De dag van Camilla’s thuiskomst uit het ziekenhuis werd uitbundig gevierd. De kinderen, Violet en ik waren een week met de voorbereidingen in de weer geweest.
‘Laten we haar een Barbie geven,’ stelde Ella voor.
‘Smarties,’ vond Hugh.
‘Poep,’ zei Isobel.
‘Hier, voor jou,’ zei Will. Hij gooide een bruine envelop vol Britse postzegels naar me toe, maar ik lette nauwelijks op, zo druk was ik aan het redderen.
‘Laten we een taart voor haar bakken. Een Welkom Thuis-taart. Ik weet het al, Ella. We bakken een taart voor haar die op Bar bies rok lijkt, en dan zetten we een blote Barbie in het midden zodat het lijkt alsof ze de taartrok aanheeft, en we versieren de taart met Hughs Smarties…’
‘Waarom ga je niet even liggen voordat ze komt, Francesca?’
Mijn echtgenoot streek met een geoefende, bezitterige hand over mijn buik. ‘Je benen zijn weer zo gezwollen als bananen.’
Ik gaf hem een kus. ‘Zet eens een andere plaat op, Will. Je zeurt al dat ik meer moet rusten sinds ik in verwachting was van Ella. De meeste mannen vergeten na de eerste baby…’
‘De meeste vrouwen weten na de eerste baby zelf wel…’
‘Als ik ga liggen, voelen mijn benen nog zwaarder aan. Ik moet in beweging blijven. Ik heb volgende week mijn medische keuring voor Air Botswana…’

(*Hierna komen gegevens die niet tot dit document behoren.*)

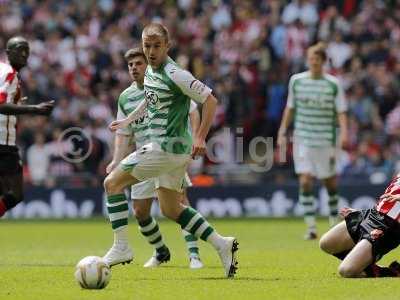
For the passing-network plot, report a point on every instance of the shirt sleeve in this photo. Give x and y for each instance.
(189, 85)
(8, 87)
(340, 100)
(122, 115)
(290, 99)
(193, 106)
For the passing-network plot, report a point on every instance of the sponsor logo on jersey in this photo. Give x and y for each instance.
(197, 86)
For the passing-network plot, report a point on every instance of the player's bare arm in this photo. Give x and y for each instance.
(286, 121)
(344, 137)
(123, 145)
(194, 117)
(134, 115)
(208, 112)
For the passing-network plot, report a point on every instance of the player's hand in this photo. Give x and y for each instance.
(198, 148)
(111, 166)
(344, 141)
(390, 198)
(345, 211)
(44, 108)
(282, 140)
(119, 124)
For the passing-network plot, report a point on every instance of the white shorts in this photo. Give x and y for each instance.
(147, 189)
(320, 162)
(150, 162)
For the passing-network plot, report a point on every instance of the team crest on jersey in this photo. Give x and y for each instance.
(151, 97)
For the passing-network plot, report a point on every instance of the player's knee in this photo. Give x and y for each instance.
(324, 244)
(141, 214)
(110, 185)
(347, 271)
(170, 213)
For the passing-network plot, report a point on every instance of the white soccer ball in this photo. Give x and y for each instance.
(92, 273)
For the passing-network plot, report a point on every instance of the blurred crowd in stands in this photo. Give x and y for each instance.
(246, 50)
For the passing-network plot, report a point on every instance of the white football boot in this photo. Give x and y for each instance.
(117, 255)
(227, 255)
(195, 263)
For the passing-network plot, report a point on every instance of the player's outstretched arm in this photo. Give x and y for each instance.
(344, 138)
(123, 145)
(208, 112)
(134, 115)
(194, 117)
(44, 108)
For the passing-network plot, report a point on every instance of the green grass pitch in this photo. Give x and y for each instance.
(37, 261)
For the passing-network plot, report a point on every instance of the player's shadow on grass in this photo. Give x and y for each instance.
(34, 265)
(246, 278)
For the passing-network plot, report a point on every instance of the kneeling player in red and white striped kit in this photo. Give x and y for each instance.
(11, 191)
(366, 235)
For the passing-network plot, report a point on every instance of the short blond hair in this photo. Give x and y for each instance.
(318, 49)
(156, 29)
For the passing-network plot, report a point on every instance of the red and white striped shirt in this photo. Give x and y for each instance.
(9, 93)
(391, 209)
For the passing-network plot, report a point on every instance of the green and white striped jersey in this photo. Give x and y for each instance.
(316, 103)
(168, 90)
(127, 102)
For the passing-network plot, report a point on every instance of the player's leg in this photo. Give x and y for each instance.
(193, 222)
(11, 179)
(325, 165)
(358, 259)
(117, 207)
(337, 241)
(11, 191)
(148, 226)
(304, 169)
(191, 241)
(307, 201)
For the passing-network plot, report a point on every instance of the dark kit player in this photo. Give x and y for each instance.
(11, 183)
(367, 235)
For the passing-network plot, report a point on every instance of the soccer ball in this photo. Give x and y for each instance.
(92, 273)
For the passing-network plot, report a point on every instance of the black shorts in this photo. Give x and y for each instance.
(10, 162)
(361, 223)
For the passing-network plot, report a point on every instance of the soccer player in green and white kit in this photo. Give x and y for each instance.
(143, 193)
(315, 101)
(168, 90)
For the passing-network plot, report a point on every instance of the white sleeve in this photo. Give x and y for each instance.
(290, 99)
(340, 100)
(189, 85)
(193, 106)
(122, 115)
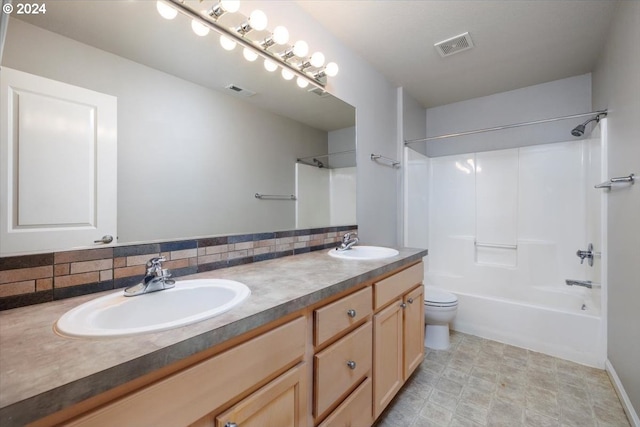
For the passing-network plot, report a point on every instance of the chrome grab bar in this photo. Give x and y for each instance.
(619, 179)
(495, 245)
(275, 196)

Will maakte een verstikt geluid achter in zijn keel, maar zei niets. Will is geen tobber en tot nog toe heeft hij Dorothy niet in vertrouwen genomen, maar stilletjes denkt hij dat al die zwangerschapshormonen me naar het hoofd zijn gestegen.
Toen ik hem vertelde dat ik bij Air Botswana had gesolliciteerd, dacht hij dat ik een grapje maakte.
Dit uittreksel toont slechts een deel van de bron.